How about a dog kennel, an item that could let you ship your dog with you, casually and without additional charge, on a trip to the neighbor islands. What a wonderful thing that was and would have been, a huge family benefit not otherwise easily available in our times.
These items, symbolic of better times, now broken up and disbursed to the highest bidder. It's sad to see the memory of this benefit walking away at an auction. We must have been crazy to throw all these sweet opportunities away. We will all live to regret what happened.
I’m not questioning the decision of the management to sell the gear.
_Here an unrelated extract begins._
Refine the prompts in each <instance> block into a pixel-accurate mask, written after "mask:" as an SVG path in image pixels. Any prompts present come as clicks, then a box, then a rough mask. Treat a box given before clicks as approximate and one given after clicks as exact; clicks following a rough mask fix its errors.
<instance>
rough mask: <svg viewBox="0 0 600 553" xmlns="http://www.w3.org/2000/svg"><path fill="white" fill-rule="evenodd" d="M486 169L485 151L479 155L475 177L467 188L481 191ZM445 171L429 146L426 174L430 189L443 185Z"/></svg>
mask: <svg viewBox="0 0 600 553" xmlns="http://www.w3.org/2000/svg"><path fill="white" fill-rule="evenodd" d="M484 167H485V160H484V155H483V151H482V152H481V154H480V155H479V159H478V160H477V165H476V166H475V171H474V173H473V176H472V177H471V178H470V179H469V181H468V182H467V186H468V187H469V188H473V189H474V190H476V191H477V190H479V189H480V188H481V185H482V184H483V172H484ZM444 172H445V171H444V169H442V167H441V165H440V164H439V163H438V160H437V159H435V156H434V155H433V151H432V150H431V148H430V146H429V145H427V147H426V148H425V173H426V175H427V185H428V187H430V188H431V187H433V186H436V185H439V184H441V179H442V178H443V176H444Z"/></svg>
I’m stunned by the schadenfreude, or whatever it is, that makes people come down in droves to bid at an auction that lets them walk away with trophies of a tragedy. Three hundred people showed up, and that's quite a lot.
I wouldn’t have such a trophy in my house.
It’s something like that awful scene in Zorba the Greek where the women, mourners if you will, pick through the items of the decedent, not giving a rip about the decedent, but only the items. A kind of cruel enormity – but nobody’s there to complain.
And that’s what this auction was, a cruel enormity. The message to most of us was, or should have been, that the ferry is over, really over. It’s not coming back any time soon, perhaps in our lifetimes. These items are going to a million places, far away from where they should have been, for away from their rightful place in a new and open model of inter island transportation in our island state.
I suppose it wasn’t the activists that appeared at the auction – that would have been far too ironic. No, it was probably the ordinary people looking for a bargain, the silent majority. I’m sure they were quite excited to come down and make their bids and smiling as they walked away with their prizes.
Had they only showed that kind of energy in supporting the ferry, in countervailing the activists, they might have saved the ferry. Now these bidders have carved out their place in history – they have danced at the funeral.
The bill to resurrect Superferry died too. The government did nothing to even bid this visionary prospect a fond farewell. Now, instead the vultures come to bid for its bones. The tragedy is complete - the pennies are on the eyes. It’s our tragedy, but when will we understand that.
Sadly, if we had the chance, we’d probably do it the same away again. But the likelihood is that we won’t have the chance. Aloha Nui Loa.